La Cour générale de l’Union européenne a rendu mercredi un jugement en faveur du New York Times, obligeant la Commission européenne à révéler des SMS échangés entre Ursula von der Leyen et Albert Bourla lors des négociations sur l’accès aux vaccins Covid-19. Cette décision pourrait avoir des implications au sujet de la transparence dans les affaires publiques.
Un jugement crucial pour la transparence
Mercredi, la Cour générale, le deuxième tribunal le plus élevé de l’Union européenne, a statué que la Commission européenne aurait dû répondre positivement à une demande d’accès faite par un journaliste du New York Times concernant des messages texte échangés entre Ursula von der Leyen, présidente de la Commission, et Albert Bourla, directeur général de Pfizer. Les échanges ont eu lieu en 2021 pendant les négociations concernant les vaccins contre le coronavirus.

La question principale était de savoir si ces messages étaient considérés comme des documents publics selon le droit de l’Union européenne et s’ils auraient dû être dévoilés. La Commission avait fait valoir que ces messages étaient « de courte durée » et ne relevaient donc pas des exigences de transparence.
Une prise de position ferme
Dans leur décision, les juges ont affirmé : « La Commission ne peut que dire qu’elle ne détient pas les documents demandés mais doit fournir des explications crédibles permettant au public et au tribunal de comprendre pourquoi ces documents ne peuvent être trouvés ». Ils ont également ajouté : « La Commission n’a également pas expliqué de manière plausible pourquoi elle considérait que les messages texte échangés dans le contexte de l’achat de vaccins Covid-19 ne contenaient pas d’informations importantes ».
Ce verdict soulève des questions fondamentales sur ce dont doivent être informés les citoyens concernant les négociations qui engagent d’importantes dépenses publiques.
Implications potentielles
La décision permettrait également d’établir un précédent légal sur ce qui peut être considéré comme document officiel au sein du bloc européen. Au moment où Ursula von der Leyen entame son second mandat à la tête de la Commission, cette affaire pourrait affecter sa portée en matière de transparence et ses efforts pour défendre des valeurs telles que la démocratie.

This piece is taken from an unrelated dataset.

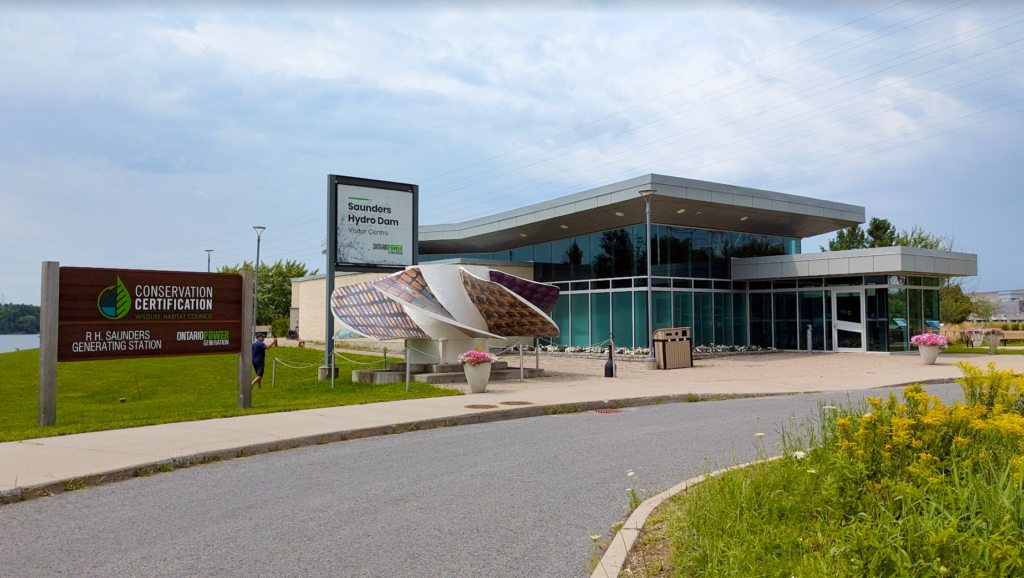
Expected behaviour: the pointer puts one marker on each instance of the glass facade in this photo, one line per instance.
(603, 282)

Des préoccupations toujours présentes
L’affaire a mis en lumière plusieurs plaintes autour du manque potentiel de transparence dans vos activités publiques associées aux politiques sanitaires. L’accord avec Pfizer est considéré comme l’un des contrats majeurs passés par l’Union Européenne pour assurer environ 1,8 milliard de doses vaccinatoires destinées à renforcer les taux de vaccination.

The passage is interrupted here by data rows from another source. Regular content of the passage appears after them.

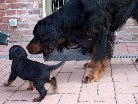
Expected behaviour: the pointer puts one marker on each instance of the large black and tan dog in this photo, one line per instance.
(101, 18)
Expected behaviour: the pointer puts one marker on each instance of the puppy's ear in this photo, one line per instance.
(24, 53)
(11, 55)
(48, 47)
(17, 51)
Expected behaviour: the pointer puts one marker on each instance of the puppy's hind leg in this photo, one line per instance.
(39, 85)
(12, 77)
(31, 86)
(54, 83)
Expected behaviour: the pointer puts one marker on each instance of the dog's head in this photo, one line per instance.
(45, 39)
(17, 51)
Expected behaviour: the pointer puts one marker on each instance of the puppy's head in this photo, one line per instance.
(17, 51)
(45, 40)
(34, 47)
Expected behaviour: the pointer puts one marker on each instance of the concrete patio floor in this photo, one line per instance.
(119, 85)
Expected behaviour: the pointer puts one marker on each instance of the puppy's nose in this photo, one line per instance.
(27, 47)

Mais malgré cet exploit, nombreux sont ceux qui soutiennent que divers aspects financiers liés aux négociations restent flous puisque seuls certains éléments expurgés ont été publiquement diffusés par la Commission.
Bondine Kloostra, avocate pour le Times, a affirmé durant ses plaidoiries : « La transparence et l’accès public aux documents gouvernementaux jouent un rôle vital dans la surveillance démocratique ».
Les enjeux portant ainsi désormais là-dessus semblent indiquer qu’une meilleure régulation pourra émerger suite à ce procès particulièrement marquant.